Di atas kita sudah mengutip pendapat Bloomfield mengenai bilingualisme, yaitu
kemampuan seorang penutur untuk menggunakan dua buah bahasa secara sama baiknya.
Di tempat lain, Bloomfield (1933) juga mengatakan bahwa menguasai dua buah bahasa,
berarti menguasai dua buah sistem kode. Kalau yang dimaksud oleh Bloomfield bahwa
bahasa itu adalah kode, maka berarti bahasa itu bukan langue, melainkan parole, yang
berupa berbagai dialek dan ragam. Seorang pakar lain, Mackey (1962:12), mengatakan
dengan tegas bahwa bilingualisme adalah praktik penggunaan bahasa secara bergantian,
dari bahasa yang satu ke bahasa yang lain, oleh seorang penutur. Untuk penggunaan dua
bahasa diperlukan penguasaan kedua bahasa itu dengan tingkat yang sama. Jadi, jelas

vii
yang dimaksud dengan bahasa oleh Mackey adalah sama dengan langue. Tetapi pakar
lain, Weinrich (1968:1) memberi pengertian bahasa dalam arti luas, yakni tanpa
membedakan tingkat-tingkat yang ada di dalamnya. Bagi Weinrich menguasai dua
bahasa dapat berarti menguasai dua sistem kode, dua dialek atau ragam dari bahasa yang
sama. Pendapat yang sama dikemukakan oleh Haugen (1968:10) yang memasukkan
penguasaan dua dialek dari satu bahasa yang sama ke dalam bilingualisme. Demikian
juga pendapat Rene Appel (1976:176) yang mengatakan bahwa apa yang disebut dua
bahasa dalam bilingualisme adalah termasuk juga dua variasi bahasa.

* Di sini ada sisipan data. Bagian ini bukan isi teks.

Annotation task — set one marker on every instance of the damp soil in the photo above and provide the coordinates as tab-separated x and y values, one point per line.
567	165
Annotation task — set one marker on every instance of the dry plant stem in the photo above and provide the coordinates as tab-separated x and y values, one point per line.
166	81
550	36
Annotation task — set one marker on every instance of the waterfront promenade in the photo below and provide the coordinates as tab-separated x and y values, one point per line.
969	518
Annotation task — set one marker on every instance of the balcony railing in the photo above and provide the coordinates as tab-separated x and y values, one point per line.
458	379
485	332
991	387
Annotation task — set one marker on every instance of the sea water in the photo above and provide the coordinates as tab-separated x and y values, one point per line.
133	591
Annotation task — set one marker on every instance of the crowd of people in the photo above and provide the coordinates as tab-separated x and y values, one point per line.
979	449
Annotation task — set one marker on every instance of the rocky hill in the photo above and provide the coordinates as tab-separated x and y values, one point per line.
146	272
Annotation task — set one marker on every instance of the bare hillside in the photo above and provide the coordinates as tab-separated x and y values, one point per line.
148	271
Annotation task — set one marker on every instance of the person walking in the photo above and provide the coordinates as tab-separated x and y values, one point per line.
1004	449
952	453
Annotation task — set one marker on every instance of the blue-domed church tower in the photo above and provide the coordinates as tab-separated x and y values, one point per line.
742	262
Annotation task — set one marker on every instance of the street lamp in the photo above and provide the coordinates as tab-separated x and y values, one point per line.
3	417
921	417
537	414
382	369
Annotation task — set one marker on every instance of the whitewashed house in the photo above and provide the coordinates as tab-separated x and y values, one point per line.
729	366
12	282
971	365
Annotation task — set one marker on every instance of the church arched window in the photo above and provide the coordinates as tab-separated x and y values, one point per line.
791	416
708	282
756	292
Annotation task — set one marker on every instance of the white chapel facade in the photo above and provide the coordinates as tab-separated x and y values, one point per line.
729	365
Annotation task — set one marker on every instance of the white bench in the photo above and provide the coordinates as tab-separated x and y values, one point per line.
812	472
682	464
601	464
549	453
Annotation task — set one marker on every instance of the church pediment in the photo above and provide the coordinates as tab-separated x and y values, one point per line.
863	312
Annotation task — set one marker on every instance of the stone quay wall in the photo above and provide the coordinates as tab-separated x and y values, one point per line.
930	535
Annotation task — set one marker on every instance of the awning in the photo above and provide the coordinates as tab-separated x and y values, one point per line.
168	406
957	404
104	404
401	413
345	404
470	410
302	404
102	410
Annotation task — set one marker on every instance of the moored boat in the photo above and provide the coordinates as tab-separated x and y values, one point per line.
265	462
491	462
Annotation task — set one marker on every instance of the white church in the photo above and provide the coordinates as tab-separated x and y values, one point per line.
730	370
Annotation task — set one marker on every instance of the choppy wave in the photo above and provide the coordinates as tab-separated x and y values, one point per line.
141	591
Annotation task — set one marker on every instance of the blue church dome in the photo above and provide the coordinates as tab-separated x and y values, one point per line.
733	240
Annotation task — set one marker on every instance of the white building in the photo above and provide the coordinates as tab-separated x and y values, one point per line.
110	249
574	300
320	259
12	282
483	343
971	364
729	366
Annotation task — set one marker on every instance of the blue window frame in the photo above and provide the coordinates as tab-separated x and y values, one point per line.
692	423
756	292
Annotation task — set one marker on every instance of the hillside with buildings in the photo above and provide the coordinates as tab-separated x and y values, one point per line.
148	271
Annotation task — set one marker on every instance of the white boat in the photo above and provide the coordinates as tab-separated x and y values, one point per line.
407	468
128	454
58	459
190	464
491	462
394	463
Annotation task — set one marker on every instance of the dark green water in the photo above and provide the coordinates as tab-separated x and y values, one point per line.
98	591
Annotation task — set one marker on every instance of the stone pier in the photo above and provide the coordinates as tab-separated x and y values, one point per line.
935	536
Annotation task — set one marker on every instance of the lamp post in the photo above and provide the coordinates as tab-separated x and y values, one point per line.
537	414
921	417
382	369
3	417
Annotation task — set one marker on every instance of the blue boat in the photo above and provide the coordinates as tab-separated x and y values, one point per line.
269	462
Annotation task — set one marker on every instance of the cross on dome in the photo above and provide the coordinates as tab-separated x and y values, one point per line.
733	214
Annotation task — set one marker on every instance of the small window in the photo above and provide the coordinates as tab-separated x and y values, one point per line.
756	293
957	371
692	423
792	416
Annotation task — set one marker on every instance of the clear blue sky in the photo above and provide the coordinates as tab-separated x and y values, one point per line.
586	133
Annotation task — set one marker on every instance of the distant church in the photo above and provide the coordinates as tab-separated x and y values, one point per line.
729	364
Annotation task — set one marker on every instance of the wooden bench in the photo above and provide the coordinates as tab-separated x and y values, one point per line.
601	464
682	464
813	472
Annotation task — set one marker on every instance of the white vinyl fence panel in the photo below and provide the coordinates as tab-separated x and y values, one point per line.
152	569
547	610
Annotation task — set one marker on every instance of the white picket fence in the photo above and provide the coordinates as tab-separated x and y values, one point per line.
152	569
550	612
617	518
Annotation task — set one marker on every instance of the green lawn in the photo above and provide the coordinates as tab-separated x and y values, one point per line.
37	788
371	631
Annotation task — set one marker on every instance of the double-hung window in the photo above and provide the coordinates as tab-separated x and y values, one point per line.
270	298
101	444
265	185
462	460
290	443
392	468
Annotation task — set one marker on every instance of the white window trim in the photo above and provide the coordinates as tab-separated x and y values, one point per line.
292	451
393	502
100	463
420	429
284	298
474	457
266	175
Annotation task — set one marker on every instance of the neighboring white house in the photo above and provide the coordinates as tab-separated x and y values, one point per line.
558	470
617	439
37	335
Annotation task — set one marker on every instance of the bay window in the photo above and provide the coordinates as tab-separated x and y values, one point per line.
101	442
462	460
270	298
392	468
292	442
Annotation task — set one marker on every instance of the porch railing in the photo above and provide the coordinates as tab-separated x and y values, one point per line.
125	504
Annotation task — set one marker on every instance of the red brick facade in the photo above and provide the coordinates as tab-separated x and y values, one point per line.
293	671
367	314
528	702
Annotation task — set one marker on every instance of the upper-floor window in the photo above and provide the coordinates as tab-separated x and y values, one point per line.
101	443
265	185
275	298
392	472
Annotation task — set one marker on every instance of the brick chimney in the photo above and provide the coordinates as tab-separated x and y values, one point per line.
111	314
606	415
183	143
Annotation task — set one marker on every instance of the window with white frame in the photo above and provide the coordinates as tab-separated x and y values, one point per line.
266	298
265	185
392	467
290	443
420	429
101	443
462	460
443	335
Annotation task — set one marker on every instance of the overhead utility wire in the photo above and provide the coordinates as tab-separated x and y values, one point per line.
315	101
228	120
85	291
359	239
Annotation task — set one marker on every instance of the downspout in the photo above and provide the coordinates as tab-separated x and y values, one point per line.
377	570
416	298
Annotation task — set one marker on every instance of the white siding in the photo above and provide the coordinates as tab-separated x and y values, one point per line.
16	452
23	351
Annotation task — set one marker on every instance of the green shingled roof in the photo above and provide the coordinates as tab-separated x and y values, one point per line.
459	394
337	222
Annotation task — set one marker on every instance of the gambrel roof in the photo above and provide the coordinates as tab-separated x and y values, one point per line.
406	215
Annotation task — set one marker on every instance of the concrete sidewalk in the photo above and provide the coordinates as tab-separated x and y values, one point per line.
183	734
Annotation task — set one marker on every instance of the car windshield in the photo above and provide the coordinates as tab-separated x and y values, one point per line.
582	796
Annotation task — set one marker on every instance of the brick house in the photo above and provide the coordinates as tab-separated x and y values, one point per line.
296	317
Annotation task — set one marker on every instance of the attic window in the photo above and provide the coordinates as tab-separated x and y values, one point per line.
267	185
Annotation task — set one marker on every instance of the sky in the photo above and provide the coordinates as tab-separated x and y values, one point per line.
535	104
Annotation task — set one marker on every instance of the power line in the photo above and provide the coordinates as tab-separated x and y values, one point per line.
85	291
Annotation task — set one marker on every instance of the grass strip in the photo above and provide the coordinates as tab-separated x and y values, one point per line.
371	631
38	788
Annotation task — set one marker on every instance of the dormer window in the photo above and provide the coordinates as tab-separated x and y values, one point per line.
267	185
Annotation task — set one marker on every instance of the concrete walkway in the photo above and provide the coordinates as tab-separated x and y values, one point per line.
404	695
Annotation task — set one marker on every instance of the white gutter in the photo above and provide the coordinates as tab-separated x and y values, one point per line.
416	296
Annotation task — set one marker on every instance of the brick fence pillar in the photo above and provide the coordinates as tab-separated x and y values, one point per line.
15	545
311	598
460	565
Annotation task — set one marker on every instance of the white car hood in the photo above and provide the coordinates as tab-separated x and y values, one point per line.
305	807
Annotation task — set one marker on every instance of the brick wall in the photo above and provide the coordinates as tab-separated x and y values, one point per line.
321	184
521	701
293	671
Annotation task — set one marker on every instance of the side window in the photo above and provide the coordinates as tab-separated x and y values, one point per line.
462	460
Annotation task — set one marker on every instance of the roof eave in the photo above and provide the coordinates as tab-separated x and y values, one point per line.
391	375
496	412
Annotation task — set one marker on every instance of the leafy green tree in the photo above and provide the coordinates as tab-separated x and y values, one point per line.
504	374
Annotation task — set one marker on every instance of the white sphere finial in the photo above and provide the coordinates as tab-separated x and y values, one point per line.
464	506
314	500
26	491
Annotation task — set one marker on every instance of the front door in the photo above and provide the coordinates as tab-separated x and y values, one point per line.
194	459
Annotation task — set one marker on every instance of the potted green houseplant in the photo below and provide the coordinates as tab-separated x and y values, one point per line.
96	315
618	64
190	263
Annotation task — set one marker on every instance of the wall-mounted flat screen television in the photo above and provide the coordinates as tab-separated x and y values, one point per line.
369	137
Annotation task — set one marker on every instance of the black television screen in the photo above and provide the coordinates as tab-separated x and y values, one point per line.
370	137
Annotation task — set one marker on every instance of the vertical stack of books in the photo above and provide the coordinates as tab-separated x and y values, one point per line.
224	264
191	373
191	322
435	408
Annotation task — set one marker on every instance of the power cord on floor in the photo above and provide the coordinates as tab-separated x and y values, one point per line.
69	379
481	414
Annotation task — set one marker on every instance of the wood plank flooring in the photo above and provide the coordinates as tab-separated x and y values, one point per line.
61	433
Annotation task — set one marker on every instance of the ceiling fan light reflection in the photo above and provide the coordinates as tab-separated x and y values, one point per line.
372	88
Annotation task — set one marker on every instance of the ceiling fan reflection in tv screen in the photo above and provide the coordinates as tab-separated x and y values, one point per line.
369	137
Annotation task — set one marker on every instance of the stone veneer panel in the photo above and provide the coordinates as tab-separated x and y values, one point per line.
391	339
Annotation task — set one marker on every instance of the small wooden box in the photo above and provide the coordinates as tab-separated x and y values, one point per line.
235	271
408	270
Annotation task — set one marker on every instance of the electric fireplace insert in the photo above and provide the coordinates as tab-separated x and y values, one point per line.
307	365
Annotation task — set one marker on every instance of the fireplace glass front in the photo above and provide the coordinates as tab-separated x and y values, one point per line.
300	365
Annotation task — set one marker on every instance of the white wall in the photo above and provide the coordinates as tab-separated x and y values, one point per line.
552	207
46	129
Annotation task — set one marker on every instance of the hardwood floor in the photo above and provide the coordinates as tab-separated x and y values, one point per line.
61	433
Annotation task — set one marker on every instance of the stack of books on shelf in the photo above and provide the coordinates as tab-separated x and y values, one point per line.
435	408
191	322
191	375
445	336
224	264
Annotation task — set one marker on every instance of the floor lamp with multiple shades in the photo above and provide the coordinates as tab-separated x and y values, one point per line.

Dari pembicaraan di atas dapat kita lihat bahwa yang dimaksud dengan bahasa di
dalam bilingualisme itu sangat luas, dari bahasa dalam pengertian langue, seperti bahasa
Sunda dan bahasa Madura, sampai berupa dialek atau ragam dari sebuah bahasa, seperti
bahasa Jawa dialek Banyumas dan bahasa Jawa dialek Surabaya. Kalau yang dimaksud
dengan bahasa adalah juga dialek, maka berarti hampir semua anggota masyarakat
Indonesia adalah bilingual, kecuali anggota masyarakat tutur yang jumlah anggotanya
sedikit, letaknya terpencil, dan di dalamnya hanya terdapat satu dialek dari bahasa itu.
c) Penggunaan B1 dan B2
Dalam penggunaan B1 dan B2, hal ini menyangkut masalah pokok
sosiolinguistik, “siapa berbicara, dengan bahasa apa, kepada siapa, kapan, dan dengan
tujuan apa”. B1 pertama-tama dan terutama dapat digunakan dengan para anggota
masyarakat tutur yang sama bahasanya dengan penutur. Jika B1 si penutur adalah bahasa
Sunda, maka dia akan dan dapat menggunakan bahasa Sunda dengan semua anggota
masyarakat tutur yang berbahasa Sunda, tentunya untuk keadaan dan situasi yang
memang dapat dilakukan dengan bahasa Sunda itu, seperti dalam percakapan sehari-hari
di dalam keluarga dan untuk topik pembicaraan yang biasa. Tetapi di dalam pendidikan
di sekolah meskipun si guru dan si murid sama-sama ber Bl bahasa Sunda, dia tidak dapat
menggunakan bahasa Sunda itu untuk alat interaksi selama jam pelajaran berlangsung.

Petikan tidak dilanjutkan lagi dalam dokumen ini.